我怎么记得这句话是旁白来着。算了,就当是我说的吧。
“不是吧?”
德米安罕见地慌了神,拼命翻找着桌面上连半页B5纸都不到的事故记录。反观依奈则眉头紧锁。
“证言之间出现矛盾的点了啊,阿辛。”
一脸严肃地依奈不知道为什么又把对我的称谓从全名变回了昵称。话说为什么突然叫我啊?
“看来案件有待于进一步调查再进行讨论了。”
嗯,想必目击者大概已经走光了,或者被警察带走了吧。
“没办法了,今天就到这里吧,全体成员务必在明天的晚饭时间在校门口集合,这也属于箱同社团活动的一环!不来的你将失去全勤奖!”
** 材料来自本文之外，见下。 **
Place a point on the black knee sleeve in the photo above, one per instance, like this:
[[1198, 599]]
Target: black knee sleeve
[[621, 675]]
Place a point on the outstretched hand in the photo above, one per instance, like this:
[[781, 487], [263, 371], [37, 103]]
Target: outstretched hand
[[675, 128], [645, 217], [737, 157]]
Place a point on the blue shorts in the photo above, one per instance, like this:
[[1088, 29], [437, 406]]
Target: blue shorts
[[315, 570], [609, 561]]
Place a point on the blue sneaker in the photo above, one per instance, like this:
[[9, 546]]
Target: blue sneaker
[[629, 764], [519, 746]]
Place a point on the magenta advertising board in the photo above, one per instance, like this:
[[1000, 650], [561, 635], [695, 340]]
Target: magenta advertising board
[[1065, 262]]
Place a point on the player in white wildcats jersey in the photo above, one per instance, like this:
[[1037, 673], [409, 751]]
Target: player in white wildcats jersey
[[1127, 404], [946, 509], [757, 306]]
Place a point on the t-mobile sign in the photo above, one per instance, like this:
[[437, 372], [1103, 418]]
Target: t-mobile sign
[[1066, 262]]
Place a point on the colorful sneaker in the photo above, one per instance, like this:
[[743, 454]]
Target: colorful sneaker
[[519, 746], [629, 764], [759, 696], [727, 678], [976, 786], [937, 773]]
还有全勤奖这一说?会是什么啊?游戏币4枚么?连音游机子都需要投至少5枚游戏币呢。
依奈大步走过我的背后,背对着所有人,潇洒地一撩齐腰的长发,拉开活动室的门,正要离开时,又侧过头来。
“还有阿辛!你负责给我们几个人一大早办不上晚自习的证明!不办或者办完了的话下个星期一等着在早会上被全校通报批评组织旷课吧!”
话毕,依奈“砰”的一声关上了门,而优梦不知道什么时候也迎了出去。
……真恶劣啊。我这么想着,收拾起了一笔未动的社团活动记录单。